Lincity-NG は、Linux上で1990年代後半に開発された Lincity をベースに、3D表示その他の機能拡張を施して開発された、都市シュミレーションゲーム。Lincity本体は2001年最終更新とあるが、Lincity-NG自体は2007年現在も開発が続けられている。

現在のところ、Mac版は、PPCバイナリとIntelバイナリとが別々に頒布されている。

その目的や機能から、Sim Cityと比較されることが多いが、いくつかの点で異なる。

まず、住居や工業施設、商業施設は、いずれもプレーヤー自身が作る必要がある。Sim Cityのように、工業地域、商業地域、住宅地域と指定して、市民が建設するのに任せるのとは違う。

また、これらの施設の一部は交通機関(道路・鉄道)に接続される必要があり、その接続できる位置が限られている(4隅のうち、1つしか交通機関に接続できないなどの制約がある)。また、商業施設が必須で、これがないと労働力・商品・食料・各種原料が交換されない仕組みだ。
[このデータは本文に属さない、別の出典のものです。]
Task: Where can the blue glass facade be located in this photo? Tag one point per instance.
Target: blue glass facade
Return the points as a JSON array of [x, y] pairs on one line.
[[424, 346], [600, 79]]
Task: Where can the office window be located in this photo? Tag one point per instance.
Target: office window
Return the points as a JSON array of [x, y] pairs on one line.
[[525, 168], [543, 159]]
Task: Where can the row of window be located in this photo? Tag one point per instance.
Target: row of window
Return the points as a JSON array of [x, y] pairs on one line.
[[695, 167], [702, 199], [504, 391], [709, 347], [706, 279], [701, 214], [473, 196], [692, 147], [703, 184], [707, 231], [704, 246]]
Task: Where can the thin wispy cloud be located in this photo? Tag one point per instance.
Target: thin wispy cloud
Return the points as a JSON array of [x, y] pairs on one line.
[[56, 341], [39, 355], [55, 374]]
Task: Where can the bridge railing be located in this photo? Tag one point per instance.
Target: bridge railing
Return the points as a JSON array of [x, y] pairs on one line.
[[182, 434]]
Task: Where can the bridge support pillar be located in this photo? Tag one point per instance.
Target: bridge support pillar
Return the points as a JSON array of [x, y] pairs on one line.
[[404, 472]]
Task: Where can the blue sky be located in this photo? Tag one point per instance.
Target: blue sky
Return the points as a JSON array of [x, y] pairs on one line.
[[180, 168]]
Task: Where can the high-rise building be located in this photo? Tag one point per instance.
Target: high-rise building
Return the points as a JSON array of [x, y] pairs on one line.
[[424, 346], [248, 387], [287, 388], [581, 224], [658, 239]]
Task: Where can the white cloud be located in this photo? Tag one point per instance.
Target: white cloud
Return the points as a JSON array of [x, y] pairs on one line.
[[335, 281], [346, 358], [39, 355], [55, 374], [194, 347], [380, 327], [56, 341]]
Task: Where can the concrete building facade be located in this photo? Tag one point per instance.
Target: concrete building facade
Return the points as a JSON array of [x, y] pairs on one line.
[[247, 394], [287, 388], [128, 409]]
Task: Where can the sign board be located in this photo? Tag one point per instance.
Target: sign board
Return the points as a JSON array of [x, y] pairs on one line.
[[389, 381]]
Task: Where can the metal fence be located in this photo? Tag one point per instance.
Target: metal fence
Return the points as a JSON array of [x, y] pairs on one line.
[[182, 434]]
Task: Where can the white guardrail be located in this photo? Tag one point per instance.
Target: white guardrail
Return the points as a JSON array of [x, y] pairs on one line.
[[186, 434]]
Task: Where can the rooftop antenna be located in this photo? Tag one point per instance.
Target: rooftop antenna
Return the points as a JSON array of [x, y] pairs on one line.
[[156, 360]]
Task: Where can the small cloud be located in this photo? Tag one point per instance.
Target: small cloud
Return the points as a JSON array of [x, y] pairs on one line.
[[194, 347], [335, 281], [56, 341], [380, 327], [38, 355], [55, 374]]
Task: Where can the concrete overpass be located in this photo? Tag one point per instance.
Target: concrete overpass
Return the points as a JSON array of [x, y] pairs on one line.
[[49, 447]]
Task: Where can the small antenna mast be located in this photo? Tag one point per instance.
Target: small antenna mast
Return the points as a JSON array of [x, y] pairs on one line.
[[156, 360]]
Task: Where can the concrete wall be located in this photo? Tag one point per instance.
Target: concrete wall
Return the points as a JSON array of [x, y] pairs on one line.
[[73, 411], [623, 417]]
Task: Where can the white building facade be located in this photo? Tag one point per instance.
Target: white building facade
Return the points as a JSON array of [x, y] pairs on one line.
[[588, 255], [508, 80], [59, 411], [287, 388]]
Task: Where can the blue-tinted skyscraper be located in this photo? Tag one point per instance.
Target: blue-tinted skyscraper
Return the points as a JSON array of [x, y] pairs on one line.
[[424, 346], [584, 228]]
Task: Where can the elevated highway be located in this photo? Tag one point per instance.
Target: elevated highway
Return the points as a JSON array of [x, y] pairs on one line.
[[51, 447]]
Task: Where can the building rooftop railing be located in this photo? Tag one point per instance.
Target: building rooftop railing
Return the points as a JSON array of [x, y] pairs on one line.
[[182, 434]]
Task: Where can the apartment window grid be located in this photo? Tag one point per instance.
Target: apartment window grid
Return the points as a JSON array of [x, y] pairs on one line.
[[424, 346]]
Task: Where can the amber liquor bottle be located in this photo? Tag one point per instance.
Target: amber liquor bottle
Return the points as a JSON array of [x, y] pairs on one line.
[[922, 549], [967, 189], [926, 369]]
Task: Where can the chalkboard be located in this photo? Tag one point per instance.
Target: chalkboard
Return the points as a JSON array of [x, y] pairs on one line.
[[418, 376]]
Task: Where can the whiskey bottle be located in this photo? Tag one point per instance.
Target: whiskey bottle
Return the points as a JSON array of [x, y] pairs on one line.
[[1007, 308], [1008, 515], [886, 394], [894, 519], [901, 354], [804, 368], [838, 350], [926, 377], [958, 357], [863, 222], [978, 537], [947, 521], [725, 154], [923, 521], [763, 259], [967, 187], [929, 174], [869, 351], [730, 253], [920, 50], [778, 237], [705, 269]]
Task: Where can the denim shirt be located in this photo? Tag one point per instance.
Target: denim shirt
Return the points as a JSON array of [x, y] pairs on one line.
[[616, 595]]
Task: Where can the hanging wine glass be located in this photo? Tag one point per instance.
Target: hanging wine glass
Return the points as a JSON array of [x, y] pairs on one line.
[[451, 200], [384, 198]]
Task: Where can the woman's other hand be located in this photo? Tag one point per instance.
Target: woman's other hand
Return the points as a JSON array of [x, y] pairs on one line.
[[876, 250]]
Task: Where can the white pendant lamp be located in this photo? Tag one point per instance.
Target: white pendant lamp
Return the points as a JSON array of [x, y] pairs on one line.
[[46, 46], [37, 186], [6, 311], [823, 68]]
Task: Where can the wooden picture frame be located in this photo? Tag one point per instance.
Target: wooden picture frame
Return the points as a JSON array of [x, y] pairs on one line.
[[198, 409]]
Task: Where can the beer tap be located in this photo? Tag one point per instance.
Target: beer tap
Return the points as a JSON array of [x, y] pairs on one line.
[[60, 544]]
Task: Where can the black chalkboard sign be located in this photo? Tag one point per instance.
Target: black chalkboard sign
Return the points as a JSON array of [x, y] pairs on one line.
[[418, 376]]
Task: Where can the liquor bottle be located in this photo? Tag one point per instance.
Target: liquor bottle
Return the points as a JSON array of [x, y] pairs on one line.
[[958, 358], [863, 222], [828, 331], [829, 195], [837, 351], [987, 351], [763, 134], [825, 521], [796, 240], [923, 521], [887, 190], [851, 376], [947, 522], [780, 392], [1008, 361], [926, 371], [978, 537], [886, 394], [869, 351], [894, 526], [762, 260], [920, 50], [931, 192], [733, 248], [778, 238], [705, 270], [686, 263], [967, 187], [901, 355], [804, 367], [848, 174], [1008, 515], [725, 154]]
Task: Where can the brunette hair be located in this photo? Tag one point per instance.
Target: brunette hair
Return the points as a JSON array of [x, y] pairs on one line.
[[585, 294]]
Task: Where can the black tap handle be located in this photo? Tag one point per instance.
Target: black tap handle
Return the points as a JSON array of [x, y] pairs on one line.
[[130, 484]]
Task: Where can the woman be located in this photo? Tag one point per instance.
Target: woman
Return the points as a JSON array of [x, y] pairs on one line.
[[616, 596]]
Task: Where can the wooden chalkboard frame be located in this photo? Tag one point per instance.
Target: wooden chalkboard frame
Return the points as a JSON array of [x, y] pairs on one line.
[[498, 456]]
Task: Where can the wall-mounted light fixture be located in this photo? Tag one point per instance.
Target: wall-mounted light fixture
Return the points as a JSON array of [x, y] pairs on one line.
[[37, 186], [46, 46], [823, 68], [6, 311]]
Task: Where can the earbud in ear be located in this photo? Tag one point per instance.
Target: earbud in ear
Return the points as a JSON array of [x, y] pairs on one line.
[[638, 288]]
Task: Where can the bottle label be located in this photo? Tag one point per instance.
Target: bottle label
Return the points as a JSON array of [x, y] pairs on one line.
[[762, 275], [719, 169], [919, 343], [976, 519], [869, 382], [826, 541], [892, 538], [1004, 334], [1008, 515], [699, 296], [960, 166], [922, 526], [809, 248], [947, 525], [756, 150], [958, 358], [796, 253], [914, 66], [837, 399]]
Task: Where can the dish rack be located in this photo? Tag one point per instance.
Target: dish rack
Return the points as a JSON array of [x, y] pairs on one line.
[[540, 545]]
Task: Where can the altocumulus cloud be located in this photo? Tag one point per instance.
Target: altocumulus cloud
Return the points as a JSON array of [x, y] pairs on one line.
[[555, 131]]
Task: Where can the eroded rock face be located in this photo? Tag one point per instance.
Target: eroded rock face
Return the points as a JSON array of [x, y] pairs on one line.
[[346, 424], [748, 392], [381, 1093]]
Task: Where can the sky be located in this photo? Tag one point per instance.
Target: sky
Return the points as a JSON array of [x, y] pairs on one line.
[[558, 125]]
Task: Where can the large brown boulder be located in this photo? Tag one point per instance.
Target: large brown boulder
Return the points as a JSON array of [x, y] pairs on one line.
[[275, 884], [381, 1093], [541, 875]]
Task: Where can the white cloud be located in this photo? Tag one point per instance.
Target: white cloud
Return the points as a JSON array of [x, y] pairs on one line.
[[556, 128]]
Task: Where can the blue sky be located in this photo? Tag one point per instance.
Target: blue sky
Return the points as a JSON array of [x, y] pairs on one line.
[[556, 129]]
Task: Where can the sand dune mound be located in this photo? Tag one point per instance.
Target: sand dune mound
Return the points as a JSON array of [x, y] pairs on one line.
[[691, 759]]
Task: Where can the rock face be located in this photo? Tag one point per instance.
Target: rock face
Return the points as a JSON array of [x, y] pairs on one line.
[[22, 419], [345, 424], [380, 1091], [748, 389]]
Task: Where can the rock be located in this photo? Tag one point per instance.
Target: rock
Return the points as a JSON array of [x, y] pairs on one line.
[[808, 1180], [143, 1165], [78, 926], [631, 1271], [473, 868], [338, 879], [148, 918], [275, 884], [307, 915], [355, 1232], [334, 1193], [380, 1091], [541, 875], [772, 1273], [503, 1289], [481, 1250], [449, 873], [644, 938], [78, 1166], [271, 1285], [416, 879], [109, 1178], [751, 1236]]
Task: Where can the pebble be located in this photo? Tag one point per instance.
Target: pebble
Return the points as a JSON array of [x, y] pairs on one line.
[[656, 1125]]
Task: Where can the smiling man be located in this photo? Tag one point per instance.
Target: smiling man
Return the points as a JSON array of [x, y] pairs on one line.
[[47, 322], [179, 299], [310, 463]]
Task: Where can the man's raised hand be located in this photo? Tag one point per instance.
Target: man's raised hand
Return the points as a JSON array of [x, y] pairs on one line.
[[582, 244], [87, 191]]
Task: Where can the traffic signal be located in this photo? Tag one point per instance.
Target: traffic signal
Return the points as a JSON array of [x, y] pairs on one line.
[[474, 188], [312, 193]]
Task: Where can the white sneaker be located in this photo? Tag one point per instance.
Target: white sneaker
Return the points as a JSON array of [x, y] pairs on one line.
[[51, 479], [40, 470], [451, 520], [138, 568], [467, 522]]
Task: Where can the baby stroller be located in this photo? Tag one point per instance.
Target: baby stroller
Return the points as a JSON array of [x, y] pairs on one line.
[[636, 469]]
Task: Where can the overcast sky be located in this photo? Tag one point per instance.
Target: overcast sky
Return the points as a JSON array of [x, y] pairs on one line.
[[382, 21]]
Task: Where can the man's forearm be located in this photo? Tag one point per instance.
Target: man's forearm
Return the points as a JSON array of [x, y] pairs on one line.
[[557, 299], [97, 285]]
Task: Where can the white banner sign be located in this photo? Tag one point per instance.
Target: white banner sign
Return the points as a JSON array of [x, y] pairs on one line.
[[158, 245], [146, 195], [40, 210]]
3つ目に、電力を供給するには、まず発電所から変電所まで送電線を敷き、その変電所から一定の範囲内にある施設にだけ電力が供給される。その反面、建物が隣接していなくても、また道路や鉄道、河川を挟んでいても、有効な変電所の範囲内にあれば電力は届く。

4つ目に、「ゴミ」の概念がある。余剰の原料や使用後の商品はゴミとして扱われ、埋め立て施設を作って棄てるか、リサイクル施設を使って原料に再生する。

5つ目に、産業にさまざまな種類があり(農業・石炭・鉱石・商品・労働力など)、いずれもが相互に作用しあう。つまり、商業都市にしようと思って商品を増やすなら、同時にその原料となる石炭や鉱石の生産も増やす必要がある(港を造れば輸入できる)。

6つ目に、宇宙人は来襲しない。軍隊はいない。アルコロジーはない。

こういった違いのほかに、「現状維持」が難しいということも挙げられる。たとえば、人口1万人でキープしようと思っても、ふとした弾みで人口が急増したり(教育レベルや技術レベルが変わるから)、原料や商品が不足したりして、意外に厳しい。最終目標はロケット打ち上げなのだが、これがけっこう難しい。

しかし、フリーの都市シュミレーションゲームとしては非常に面白いし、いろいろな相関関係があるので歯ごたえがある。言語が英語のみで、ヘルプは充実しているが少し癖のある言い回しをしている節があって、英語に不慣れな人には少し敷居が高いかも知れないが、辞書を片手にチャレンジできる範囲だろう。